For the week, Brent was set for a 2.3 percent gain while WTI was on track for a 3.5 percent rise.
"If you look at any kind of momentum indicator this is telling you this is way overbought," said Robert Yawger, director of energy futures at Mizuho in New York. "However, there are definitely issues supporting the market."
Major oil producing-countries have grown concerned that as prices remain near these levels, it will spur additional production from U.S. shale patches in Texas and North Dakota, risking overwhelming the market with additional supply, and hurting OPEC's market share.
Fatih Birol, head of the Paris-based International Energy Agency, said oil prices at $65 to $70 risked encouraging more oversupply from U.S. shale drillers.
The U.S. oil rig count, an early indicator of future output, rose more than 40 percent last year, according to Baker Hughes data.

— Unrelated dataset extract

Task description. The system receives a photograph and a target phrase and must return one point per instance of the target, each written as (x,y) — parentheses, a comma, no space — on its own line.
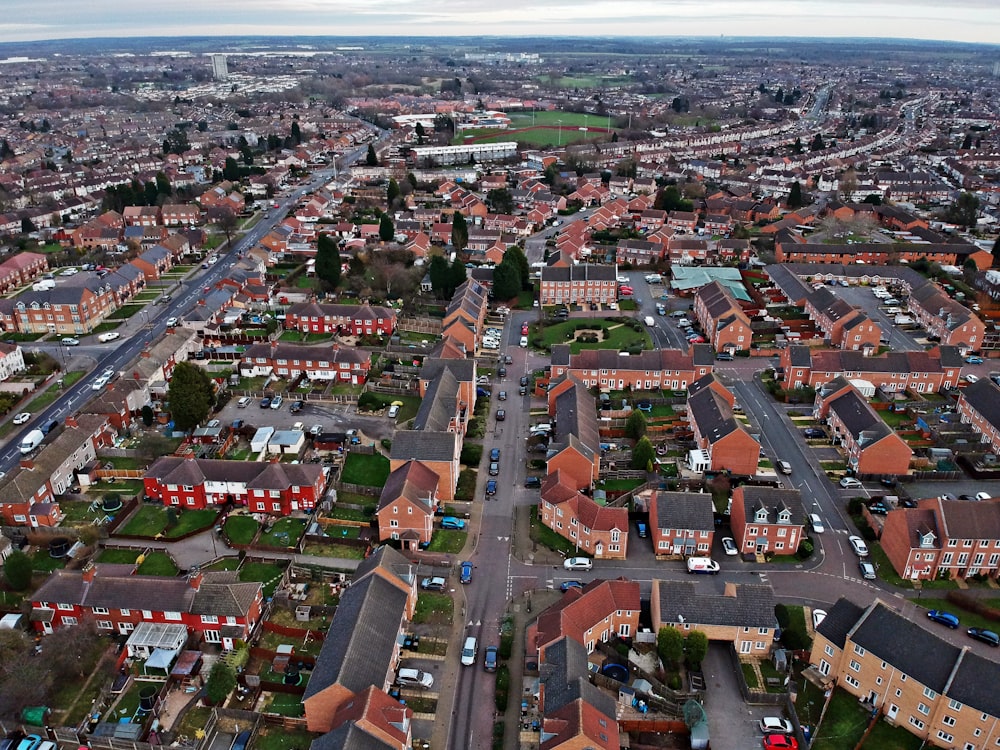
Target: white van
(469,651)
(702,565)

Drillers, however, cut five rigs last week despite higher prices. Baker Hughes data for this week is due at 1 p.m. EST.
U.S. crude production fell in the most recent week by nearly 300,000 barrels per day to about 9.5 million bpd, which analysts attributed to the deep freeze across most of the country.
The U.S. Energy Department expects production will blow through 10 million bpd in the next few months, en route to 11 million bpd by next year, rivaling Russia and Saudi Arabia.
Gulf OPEC producers plan to keep their oil output in the current quarter below the year-earlier level despite strong demand growth and a drop in global inventories, a senior OPEC source familiar with Gulf oil thinking said.
The OPEC/Russia agreement to cut 1.8 million bpd is due to last until the end of 2018. Oil prices have found support from eight consecutive weeks of U.S. crude inventory drops.
U.S. commercial crude stocks <C-STK-T-EIA> fell to 419.5 million barrels in the week to Jan. 5, right near the five-year average, the target for OPEC and others cutting output.
Futures contracts show an expectation for prices to pull back by year end, with the December U.S. crude futures contract currently trading just above $60 a barrel.
Later-dated futures trading lower than the spot price is known as backwardation, and is expected to inhibit production because it implies a lower price for future barrels sold.